The panel was made up of fishery experts from around the world, who examined options that fishery management authorities may use to combat overfishing and mitigate adverse impacts on the broader marine environment.
 
The panel was part of a two-day conference titled Our Ocean that in addition to discussing sustainable fisheries focused on issues such as marine protected areas, marine pollution and climate-related impacts on the ocean. 
 
Panelists for Fisheries for the Future included Minister of Marine Affairs and Fisheries of the Republic of Indonesia Susi Pudjiastuti, the Minister for Fisheries and Aquaculture Development of the Republic of Ghana the Honorable Sherry Ayuttey, investigative reporter for the New York Times Ian Urbana, Director of Global Fisheries and Aquaculture Monterey Bay Aquarium Jennifer Kemmerly and Executive Director for the Community and Biodiversity Association Jorge Torre. 
 
Following the panel, world leaders from 16 public and private sector organizations stood to announce detailed pledges in support of sustaining the world's fisheries including fiscal support, new partnerships and resource allocation. 
 
“What we had today was a call for action.
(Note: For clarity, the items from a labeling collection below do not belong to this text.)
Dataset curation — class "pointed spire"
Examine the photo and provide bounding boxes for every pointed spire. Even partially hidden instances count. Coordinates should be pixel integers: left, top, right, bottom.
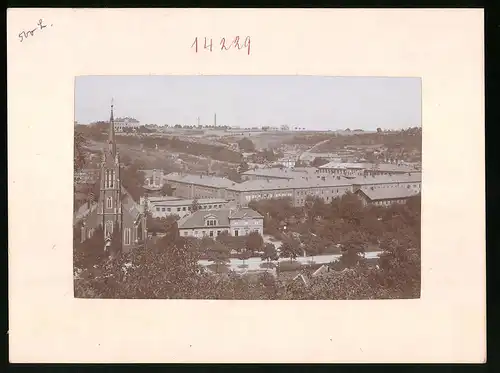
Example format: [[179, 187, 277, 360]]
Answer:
[[108, 98, 116, 157]]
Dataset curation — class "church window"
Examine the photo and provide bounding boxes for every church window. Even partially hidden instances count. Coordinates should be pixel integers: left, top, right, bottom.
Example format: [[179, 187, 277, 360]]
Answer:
[[124, 228, 131, 245], [104, 220, 113, 236]]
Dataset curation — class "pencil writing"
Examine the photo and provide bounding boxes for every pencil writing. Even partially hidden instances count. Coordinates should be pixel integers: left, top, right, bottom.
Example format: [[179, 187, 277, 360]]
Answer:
[[191, 36, 251, 55], [18, 19, 52, 43]]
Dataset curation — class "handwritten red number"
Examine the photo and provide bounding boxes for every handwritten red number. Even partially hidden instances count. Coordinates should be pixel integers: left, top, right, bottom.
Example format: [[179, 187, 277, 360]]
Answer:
[[191, 37, 198, 53], [204, 38, 212, 52], [243, 36, 250, 55], [220, 38, 231, 51], [233, 36, 241, 50]]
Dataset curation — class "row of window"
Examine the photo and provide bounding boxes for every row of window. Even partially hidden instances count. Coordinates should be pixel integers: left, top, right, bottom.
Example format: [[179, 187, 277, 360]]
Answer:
[[104, 170, 115, 188], [184, 225, 260, 237], [297, 188, 345, 196], [152, 204, 222, 212], [245, 193, 292, 201]]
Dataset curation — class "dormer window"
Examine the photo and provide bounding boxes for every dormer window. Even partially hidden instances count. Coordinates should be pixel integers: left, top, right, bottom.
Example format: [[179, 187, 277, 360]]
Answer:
[[205, 219, 217, 227]]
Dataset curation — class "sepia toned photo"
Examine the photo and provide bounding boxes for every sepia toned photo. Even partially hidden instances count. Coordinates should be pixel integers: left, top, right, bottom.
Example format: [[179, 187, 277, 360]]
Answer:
[[73, 76, 422, 300]]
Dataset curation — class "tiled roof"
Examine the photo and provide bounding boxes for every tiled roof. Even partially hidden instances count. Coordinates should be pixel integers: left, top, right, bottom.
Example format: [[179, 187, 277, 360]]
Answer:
[[319, 162, 415, 172], [149, 197, 227, 206], [229, 208, 264, 219], [351, 172, 422, 185], [122, 186, 143, 216], [73, 203, 97, 223], [358, 187, 419, 201], [139, 170, 163, 178], [177, 210, 229, 229], [228, 177, 352, 192], [177, 208, 263, 229], [164, 172, 234, 188], [242, 167, 316, 179]]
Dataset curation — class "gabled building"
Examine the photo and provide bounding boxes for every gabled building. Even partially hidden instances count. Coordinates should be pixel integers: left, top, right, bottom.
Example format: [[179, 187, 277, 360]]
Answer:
[[356, 187, 419, 206], [177, 208, 264, 238], [74, 101, 147, 251]]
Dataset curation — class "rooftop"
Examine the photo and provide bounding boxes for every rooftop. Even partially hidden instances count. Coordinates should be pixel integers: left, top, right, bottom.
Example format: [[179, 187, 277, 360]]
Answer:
[[358, 187, 419, 201], [164, 172, 234, 188], [350, 172, 422, 185], [319, 162, 415, 172], [228, 177, 352, 192], [149, 197, 227, 206], [177, 208, 262, 229]]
In the U.S. Navy, our job is to fight and win at sea and what we have now with us is a threat of Illegal Unreported and Unregulated Fishing that we need to fight and win at sea,” Gallaudet said. “We have a great way ahead now to address these actions and to fight and win this battle.”
 
Gallaudet serves as a key advisor to the Chief of Naval Operations. As the senior oceanographer in the Navy he provides naval leadership on all issues related to oceanography, meteorology, hydrography, precise time, climate change, the Arctic, maritime domain awareness and geospatial and celestial referencing. He also serves as the senior policy advisor for issues related to national ocean policy and governance.